We further looked into the possible correlates of serum antibody level with demographic features, including gender, age and disease severity. Our results suggested early seroconversion and high antibody titer were likely linked with less severe clinical symptoms. The finding is in consistent with earlier observations of recovered patients (Dong et al. 2020; Thevarajan et al. 2020) and the ‘two-phase immune response’ theory in which early adaptive immune response plays protective role in the course of COVID-19 (Shi et al. 2020), but opposite to a previous study which reported positive correlation between clinical severity and antibody titer (Zhao et al. 2020a). Such conflicted data warrant further study of the immunological characteristics of COVID-19 patients with different disease severity.

There are several limitations in this study. First, only one blood sample was collected from each patient, causing a delay between the reported seroconversion time and the actual seroconversion time. Second, two different NAT assays were exploited in the detection of SARS-CoV-2 RNA due to the urgent procurement in the outbreak, which leaded to a potential difference in test sensitivity. Finally, participants’ comorbid conditions were not included in the analysis, because we did not have access to the clinical information of participants.
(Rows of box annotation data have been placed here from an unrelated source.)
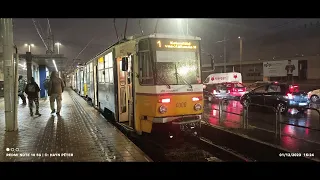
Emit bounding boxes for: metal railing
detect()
[211,99,320,137]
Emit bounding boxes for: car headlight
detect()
[194,104,202,111]
[159,105,168,114]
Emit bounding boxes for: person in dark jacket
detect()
[25,77,41,116]
[18,75,27,105]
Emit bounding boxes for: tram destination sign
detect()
[152,39,199,51]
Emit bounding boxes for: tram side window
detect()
[98,69,104,83]
[139,51,154,85]
[104,52,113,83]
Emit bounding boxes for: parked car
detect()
[240,83,310,114]
[247,81,271,91]
[222,82,247,99]
[203,84,230,102]
[308,89,320,103]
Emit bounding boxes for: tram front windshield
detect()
[155,51,199,85]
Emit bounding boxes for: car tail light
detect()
[159,98,170,103]
[286,93,293,99]
[192,97,201,101]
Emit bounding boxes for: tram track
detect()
[70,90,253,162]
[114,122,254,162]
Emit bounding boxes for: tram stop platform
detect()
[0,89,152,162]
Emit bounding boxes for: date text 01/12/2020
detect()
[279,153,314,157]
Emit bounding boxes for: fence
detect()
[212,99,320,137]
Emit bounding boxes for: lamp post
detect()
[238,36,242,73]
[55,42,61,54]
[24,44,34,52]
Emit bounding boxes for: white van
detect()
[203,72,242,85]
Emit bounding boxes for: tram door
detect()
[117,56,134,127]
[93,65,98,107]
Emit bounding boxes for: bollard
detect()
[242,108,247,129]
[245,106,249,129]
[219,101,223,124]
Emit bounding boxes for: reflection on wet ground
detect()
[204,101,320,158]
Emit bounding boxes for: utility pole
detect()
[223,36,227,73]
[239,36,242,73]
[1,18,18,131]
[187,18,189,35]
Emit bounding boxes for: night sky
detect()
[13,18,316,70]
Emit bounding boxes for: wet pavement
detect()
[0,90,151,162]
[204,101,320,160]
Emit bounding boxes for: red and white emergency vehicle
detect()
[203,72,247,97]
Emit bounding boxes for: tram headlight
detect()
[159,105,168,114]
[194,104,202,111]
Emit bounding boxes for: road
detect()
[204,101,320,149]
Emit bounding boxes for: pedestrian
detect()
[43,76,50,99]
[18,75,27,105]
[25,77,41,116]
[285,60,296,82]
[48,71,65,116]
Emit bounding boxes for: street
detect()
[204,97,320,155]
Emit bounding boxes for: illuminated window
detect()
[109,68,113,83]
[98,69,105,83]
[104,69,109,83]
[104,52,113,83]
[138,40,154,85]
[98,57,104,70]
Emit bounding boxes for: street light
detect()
[238,36,243,73]
[55,42,62,54]
[24,44,34,52]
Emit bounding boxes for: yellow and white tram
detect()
[69,34,203,134]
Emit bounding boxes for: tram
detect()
[69,34,203,134]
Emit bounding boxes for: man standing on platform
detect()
[25,77,41,116]
[18,75,27,105]
[48,71,65,116]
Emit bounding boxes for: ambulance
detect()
[203,72,247,99]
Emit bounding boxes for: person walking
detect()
[48,71,65,116]
[24,77,41,116]
[43,76,50,99]
[18,75,27,105]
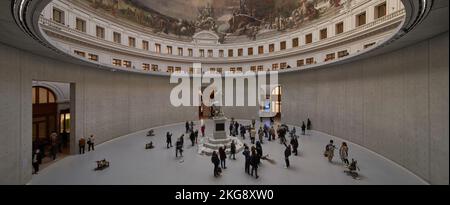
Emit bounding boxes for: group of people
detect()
[242,142,263,178]
[211,118,334,178]
[32,131,69,174]
[324,140,359,179]
[78,135,95,154]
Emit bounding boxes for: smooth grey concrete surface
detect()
[29,120,426,185]
[0,32,449,184]
[280,32,449,184]
[0,44,198,184]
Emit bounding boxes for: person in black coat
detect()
[233,121,239,136]
[242,145,250,174]
[185,121,190,133]
[189,132,195,146]
[250,147,259,179]
[302,121,306,135]
[175,137,183,157]
[306,118,312,135]
[240,125,245,140]
[284,144,291,168]
[230,122,234,136]
[230,140,236,160]
[219,147,227,169]
[256,141,262,165]
[166,132,172,149]
[211,151,220,177]
[194,130,198,144]
[291,136,298,156]
[180,134,184,147]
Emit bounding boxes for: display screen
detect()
[216,123,225,131]
[264,100,270,112]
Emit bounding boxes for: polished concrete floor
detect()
[29,120,426,185]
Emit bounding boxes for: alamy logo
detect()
[170,71,279,107]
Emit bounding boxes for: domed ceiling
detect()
[77,0,351,43]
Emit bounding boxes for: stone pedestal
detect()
[198,117,244,155]
[212,117,227,140]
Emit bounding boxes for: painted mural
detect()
[77,0,350,42]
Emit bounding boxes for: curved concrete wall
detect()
[280,32,449,184]
[0,33,449,184]
[0,44,198,184]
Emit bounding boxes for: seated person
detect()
[145,142,155,149]
[147,129,155,136]
[97,159,109,169]
[348,159,359,172]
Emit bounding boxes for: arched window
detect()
[32,86,56,104]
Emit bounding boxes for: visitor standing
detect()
[240,125,245,140]
[242,145,250,174]
[256,142,262,165]
[284,144,291,168]
[78,137,86,154]
[189,132,195,146]
[88,135,95,151]
[306,118,312,135]
[258,127,264,143]
[32,149,41,174]
[291,136,298,156]
[250,147,259,179]
[211,151,220,177]
[166,132,172,149]
[230,140,236,160]
[302,121,306,135]
[229,121,234,136]
[219,146,227,169]
[339,142,349,166]
[325,140,336,162]
[194,130,198,144]
[233,121,239,136]
[175,136,183,157]
[180,134,184,147]
[50,132,58,160]
[269,126,275,140]
[201,125,205,137]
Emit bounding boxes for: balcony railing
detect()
[39,9,405,66]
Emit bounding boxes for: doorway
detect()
[31,81,72,170]
[198,87,215,119]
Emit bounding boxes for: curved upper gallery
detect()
[33,0,409,75]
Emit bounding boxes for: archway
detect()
[32,81,72,173]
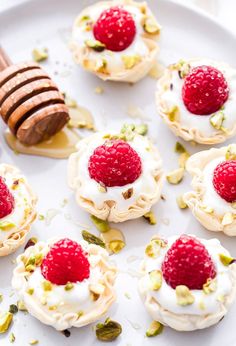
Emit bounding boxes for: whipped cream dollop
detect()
[72,2,152,73]
[0,165,35,241]
[202,156,236,215]
[69,132,161,212]
[161,59,236,137]
[12,239,117,330]
[139,236,235,316]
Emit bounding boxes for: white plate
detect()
[0,0,236,346]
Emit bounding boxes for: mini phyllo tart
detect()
[0,163,37,256]
[183,144,236,236]
[12,238,117,330]
[71,0,160,83]
[156,59,236,144]
[138,235,236,331]
[68,128,163,222]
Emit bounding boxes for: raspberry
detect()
[41,238,90,285]
[0,177,15,219]
[162,235,216,290]
[213,160,236,202]
[93,6,136,52]
[182,65,229,115]
[88,140,142,187]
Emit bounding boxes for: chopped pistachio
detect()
[9,304,18,314]
[219,253,235,266]
[202,279,217,294]
[175,285,194,306]
[0,311,13,334]
[146,321,164,337]
[176,196,188,209]
[166,167,184,185]
[225,144,236,160]
[121,55,141,70]
[95,318,122,341]
[108,240,125,253]
[221,213,234,226]
[42,280,52,291]
[166,106,180,121]
[175,142,187,154]
[170,59,191,79]
[143,17,161,35]
[178,152,190,168]
[143,211,157,225]
[91,215,110,233]
[94,87,104,95]
[17,300,28,311]
[26,288,34,296]
[9,333,16,344]
[145,238,166,258]
[122,187,134,199]
[82,231,106,249]
[210,111,225,130]
[149,270,162,291]
[0,221,16,231]
[85,40,106,52]
[32,48,48,62]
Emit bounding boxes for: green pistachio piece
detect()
[175,142,187,154]
[91,215,110,233]
[95,318,122,341]
[0,311,13,334]
[82,231,106,249]
[175,285,195,306]
[85,40,106,52]
[32,48,48,62]
[166,106,180,121]
[65,282,74,291]
[121,55,141,70]
[26,288,34,296]
[210,111,225,130]
[170,59,191,79]
[9,333,16,344]
[146,321,164,337]
[9,304,19,314]
[221,213,234,226]
[143,211,157,225]
[143,17,161,35]
[108,240,125,253]
[42,280,52,291]
[166,167,184,185]
[0,221,16,232]
[17,300,28,311]
[225,144,236,160]
[178,152,190,168]
[149,270,162,291]
[202,279,217,294]
[219,253,235,266]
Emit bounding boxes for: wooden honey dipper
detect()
[0,47,69,145]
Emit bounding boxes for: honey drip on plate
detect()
[4,126,80,159]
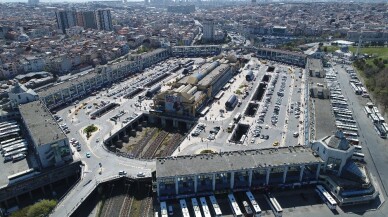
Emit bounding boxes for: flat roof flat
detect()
[19,100,66,146]
[156,146,323,178]
[198,64,229,86]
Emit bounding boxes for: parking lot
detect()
[174,58,304,155]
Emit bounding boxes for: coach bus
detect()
[199,197,211,217]
[228,194,243,217]
[191,197,202,217]
[315,185,337,210]
[179,199,190,217]
[160,202,168,217]
[245,191,261,217]
[266,193,283,217]
[209,195,222,217]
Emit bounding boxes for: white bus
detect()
[353,145,362,153]
[160,202,168,217]
[233,112,241,123]
[191,197,202,217]
[243,200,253,216]
[179,199,190,217]
[352,152,365,161]
[200,106,210,117]
[265,193,283,217]
[199,197,212,217]
[315,185,337,209]
[0,139,25,150]
[209,195,222,217]
[240,134,247,144]
[346,137,360,145]
[370,113,379,123]
[364,106,372,117]
[0,137,20,145]
[228,194,243,217]
[214,90,225,99]
[245,191,261,217]
[375,112,385,123]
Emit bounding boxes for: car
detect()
[119,170,127,176]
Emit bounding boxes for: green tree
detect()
[11,200,57,217]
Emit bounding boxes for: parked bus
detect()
[364,106,372,117]
[214,90,225,99]
[352,152,365,161]
[370,113,379,123]
[3,148,28,158]
[353,145,362,153]
[346,137,360,145]
[315,185,337,210]
[265,193,283,217]
[200,106,210,117]
[0,137,20,145]
[0,139,25,150]
[240,134,247,144]
[243,200,253,216]
[245,191,261,217]
[209,195,222,217]
[375,112,385,123]
[1,142,28,155]
[228,194,243,217]
[191,197,202,217]
[160,202,168,217]
[199,197,212,217]
[222,84,230,90]
[233,112,241,123]
[228,123,235,133]
[179,199,190,217]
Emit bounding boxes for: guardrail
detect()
[49,175,122,216]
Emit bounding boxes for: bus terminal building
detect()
[154,146,324,200]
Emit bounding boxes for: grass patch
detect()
[199,149,215,154]
[83,124,98,139]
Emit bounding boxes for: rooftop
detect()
[198,64,230,86]
[156,146,323,177]
[19,101,66,145]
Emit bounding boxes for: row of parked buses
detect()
[155,185,337,217]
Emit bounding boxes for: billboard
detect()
[165,95,182,112]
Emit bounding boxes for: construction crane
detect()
[354,33,362,58]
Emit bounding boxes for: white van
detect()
[168,205,174,215]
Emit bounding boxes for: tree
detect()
[11,200,57,217]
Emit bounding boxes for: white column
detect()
[212,173,216,191]
[156,181,160,197]
[175,177,179,195]
[283,166,288,184]
[299,165,305,182]
[248,170,253,187]
[194,175,198,193]
[315,164,321,180]
[230,172,234,189]
[265,167,271,185]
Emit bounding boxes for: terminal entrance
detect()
[252,82,267,102]
[245,103,259,117]
[231,124,249,143]
[267,66,275,72]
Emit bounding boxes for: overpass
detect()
[50,153,155,217]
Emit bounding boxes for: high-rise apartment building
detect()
[55,10,77,33]
[202,19,214,41]
[28,0,39,5]
[95,10,113,31]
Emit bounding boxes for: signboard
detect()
[166,95,183,112]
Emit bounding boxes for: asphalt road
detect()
[334,65,388,216]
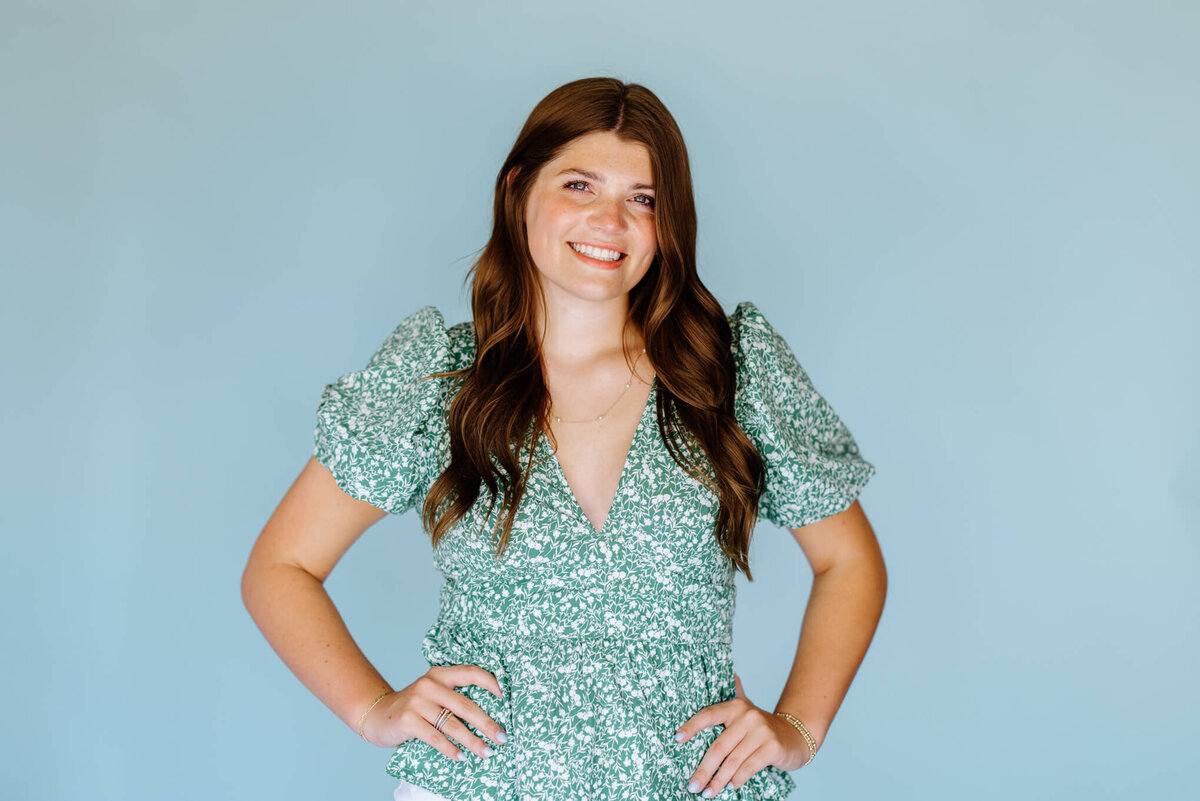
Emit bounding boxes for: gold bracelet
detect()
[775,712,817,765]
[359,689,395,745]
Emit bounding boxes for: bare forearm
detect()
[774,559,887,747]
[242,564,391,731]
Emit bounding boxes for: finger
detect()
[726,746,770,790]
[425,683,508,757]
[688,724,746,799]
[442,715,496,759]
[701,729,760,799]
[674,701,731,742]
[414,717,469,761]
[428,664,504,698]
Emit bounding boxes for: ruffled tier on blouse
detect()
[388,621,794,801]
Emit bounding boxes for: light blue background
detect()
[0,0,1200,801]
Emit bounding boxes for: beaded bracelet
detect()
[775,712,817,765]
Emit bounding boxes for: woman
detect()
[242,78,886,801]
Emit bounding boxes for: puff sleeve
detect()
[313,306,452,514]
[728,301,875,529]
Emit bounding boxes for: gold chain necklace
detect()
[551,348,646,423]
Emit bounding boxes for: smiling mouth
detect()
[568,242,628,263]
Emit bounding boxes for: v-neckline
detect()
[540,375,659,536]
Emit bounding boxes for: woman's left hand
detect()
[679,673,809,799]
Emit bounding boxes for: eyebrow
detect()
[559,167,654,191]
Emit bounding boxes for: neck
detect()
[538,293,643,373]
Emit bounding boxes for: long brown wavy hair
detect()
[421,78,764,580]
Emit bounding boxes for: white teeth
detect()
[569,242,622,261]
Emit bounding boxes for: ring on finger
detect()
[433,706,454,731]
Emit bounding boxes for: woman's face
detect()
[526,131,658,301]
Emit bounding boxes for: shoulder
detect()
[367,306,475,379]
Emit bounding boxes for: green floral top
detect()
[313,302,875,801]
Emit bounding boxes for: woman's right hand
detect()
[362,664,508,759]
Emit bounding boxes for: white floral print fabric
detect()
[313,301,875,801]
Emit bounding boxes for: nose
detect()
[592,198,626,230]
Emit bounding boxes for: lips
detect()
[566,242,629,263]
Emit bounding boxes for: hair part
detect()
[421,78,764,580]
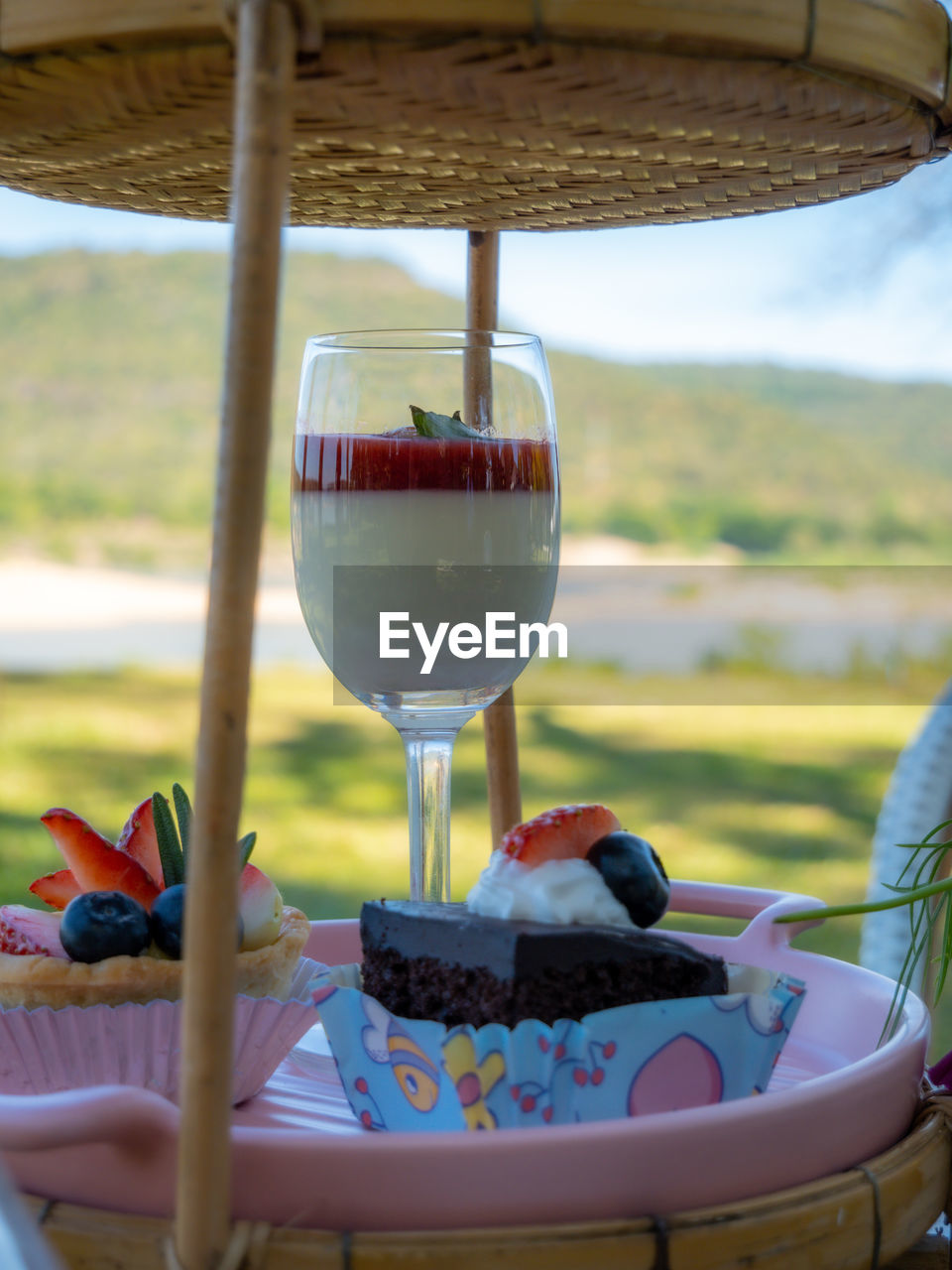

In summary, this study supported the combination of serologic testing and NAT in routine COVID-19 diagnosis and provided evidence on the temporal profile of antibody response against SARS-CoV-2 in patients with different disease severity. More insights about the immunological features of COVID-19 patients are important for disease prognosis prediction and vaccine development.